Tuesday, July 8, 2014

Review: Landline

Georgie McCool knows her marriage is in trouble. That it’s been in trouble for a long time. She still loves her husband, Neal, and Neal still loves her, deeply — but that almost seems besides the point now.

Maybe that was always besides the point.

Two days before they’re supposed to visit Neal’s family in Omaha for Christmas, Georgie tells Neal that she can’t go. She’s a TV writer, and something’s come up on her show; she has to stay in Los Angeles. She knows that Neal will be upset with her — Neal is always a little upset with Georgie — but she doesn’t expect to him to pack up the kids and go home without her.

When her husband and the kids leave for the airport, Georgie wonders if she’s finally done it.
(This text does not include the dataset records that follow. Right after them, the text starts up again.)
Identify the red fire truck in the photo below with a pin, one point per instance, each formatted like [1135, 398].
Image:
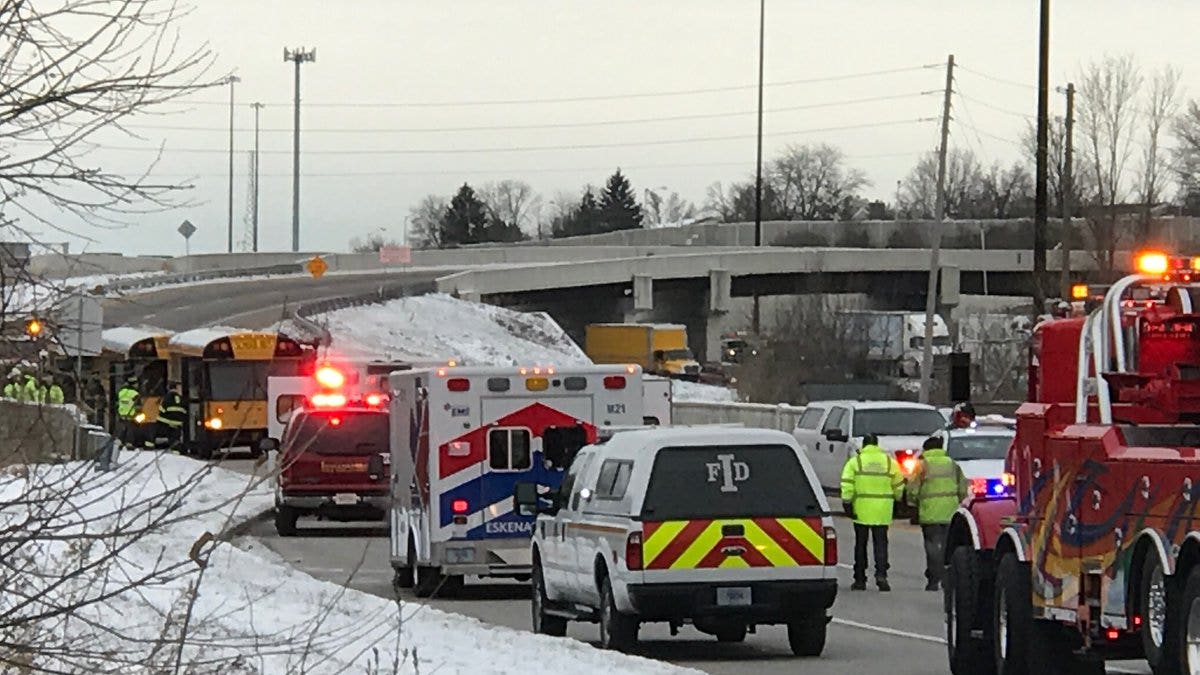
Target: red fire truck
[1089, 548]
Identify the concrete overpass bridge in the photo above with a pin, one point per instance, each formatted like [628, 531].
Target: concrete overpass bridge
[696, 288]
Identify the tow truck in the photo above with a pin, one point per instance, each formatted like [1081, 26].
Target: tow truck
[1087, 548]
[462, 437]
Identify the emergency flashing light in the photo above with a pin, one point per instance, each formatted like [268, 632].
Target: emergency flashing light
[330, 377]
[615, 382]
[1153, 263]
[990, 488]
[328, 400]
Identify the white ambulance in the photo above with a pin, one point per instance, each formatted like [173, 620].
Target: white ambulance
[462, 437]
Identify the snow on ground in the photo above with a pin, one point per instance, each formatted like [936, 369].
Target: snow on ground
[439, 327]
[253, 613]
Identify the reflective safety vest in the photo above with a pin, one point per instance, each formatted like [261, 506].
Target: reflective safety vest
[937, 487]
[172, 411]
[871, 483]
[127, 402]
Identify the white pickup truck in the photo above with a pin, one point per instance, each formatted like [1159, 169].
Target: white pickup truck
[831, 431]
[720, 527]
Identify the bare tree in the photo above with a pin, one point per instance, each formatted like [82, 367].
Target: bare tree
[964, 186]
[1108, 119]
[813, 181]
[75, 71]
[1186, 130]
[425, 221]
[1162, 105]
[513, 202]
[665, 210]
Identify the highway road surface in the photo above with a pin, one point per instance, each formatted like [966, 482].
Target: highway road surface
[246, 303]
[898, 633]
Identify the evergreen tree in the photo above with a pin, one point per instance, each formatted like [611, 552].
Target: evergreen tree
[465, 220]
[618, 208]
[583, 219]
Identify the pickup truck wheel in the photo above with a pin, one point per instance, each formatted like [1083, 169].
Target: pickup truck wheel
[735, 633]
[969, 656]
[1012, 617]
[1187, 616]
[286, 520]
[617, 631]
[1158, 633]
[543, 622]
[807, 634]
[425, 579]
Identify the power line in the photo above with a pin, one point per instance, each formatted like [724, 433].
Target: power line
[553, 125]
[994, 107]
[525, 148]
[519, 172]
[999, 79]
[593, 97]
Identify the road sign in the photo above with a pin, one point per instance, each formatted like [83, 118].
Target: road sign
[394, 255]
[317, 267]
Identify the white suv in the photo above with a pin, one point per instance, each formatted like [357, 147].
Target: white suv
[829, 431]
[724, 529]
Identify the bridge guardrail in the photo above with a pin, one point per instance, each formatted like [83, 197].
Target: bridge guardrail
[383, 293]
[203, 275]
[760, 416]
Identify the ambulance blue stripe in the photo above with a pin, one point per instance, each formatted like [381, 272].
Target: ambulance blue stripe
[496, 487]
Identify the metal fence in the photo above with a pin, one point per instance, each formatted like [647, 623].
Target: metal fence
[760, 416]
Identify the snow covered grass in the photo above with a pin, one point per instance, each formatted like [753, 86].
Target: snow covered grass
[132, 572]
[438, 327]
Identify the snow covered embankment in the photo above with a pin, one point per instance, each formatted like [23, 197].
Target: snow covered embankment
[113, 573]
[441, 327]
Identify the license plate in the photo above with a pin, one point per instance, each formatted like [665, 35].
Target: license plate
[736, 596]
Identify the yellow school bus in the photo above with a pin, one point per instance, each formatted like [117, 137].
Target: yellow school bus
[139, 352]
[223, 374]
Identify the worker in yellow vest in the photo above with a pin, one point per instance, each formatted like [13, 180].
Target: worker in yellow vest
[871, 483]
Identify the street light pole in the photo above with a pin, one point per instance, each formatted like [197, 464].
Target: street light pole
[233, 79]
[757, 175]
[297, 57]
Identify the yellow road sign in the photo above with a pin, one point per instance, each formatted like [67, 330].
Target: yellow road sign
[317, 267]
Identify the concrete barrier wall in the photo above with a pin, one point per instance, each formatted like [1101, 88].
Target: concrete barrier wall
[1181, 233]
[759, 416]
[31, 432]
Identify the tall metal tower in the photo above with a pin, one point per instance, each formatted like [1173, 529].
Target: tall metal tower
[297, 57]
If she’s ruined everything.

That night, Georgie discovers a way to communicate with Neal in the past. It’s not time travel, not exactly, but she feels like she’s been given an opportunity to fix her marriage before it starts . . .

Is that what she’s supposed to do?

Or would Georgie and Neal be better off if their marriage never happened?

OMG. This book. I just can't even with it.

I loved the storyline and plot of this novel. It was so very intriguing with the whole idea of being able to talk to someone in the past from a phone. The thing is is that it seemed normal too. I loved Georgie's character and I believe she really developed well throughout the novel. I loved how she didn't just think about herself but thought about her kids and husband too, especially towards the end of the novel.

Rainbow Rowell's writing is phenomenal and I love reading her books. I own every single one except Attachments (which I am so excited to dive into). Honestly if you've never read a Rainbow Rowell book before, you have not lived life. This review is mostly raving because it was THAT GOOD. Definitely my favorite book of 2014 and one of my favorites of all time. I believe that anyone could enjoy this book from ages 16 to 80. It is an adult book that does have references to sexual stuffs and vulgar language (like the work fuck), but other than that I think it's a book even older young adults can read.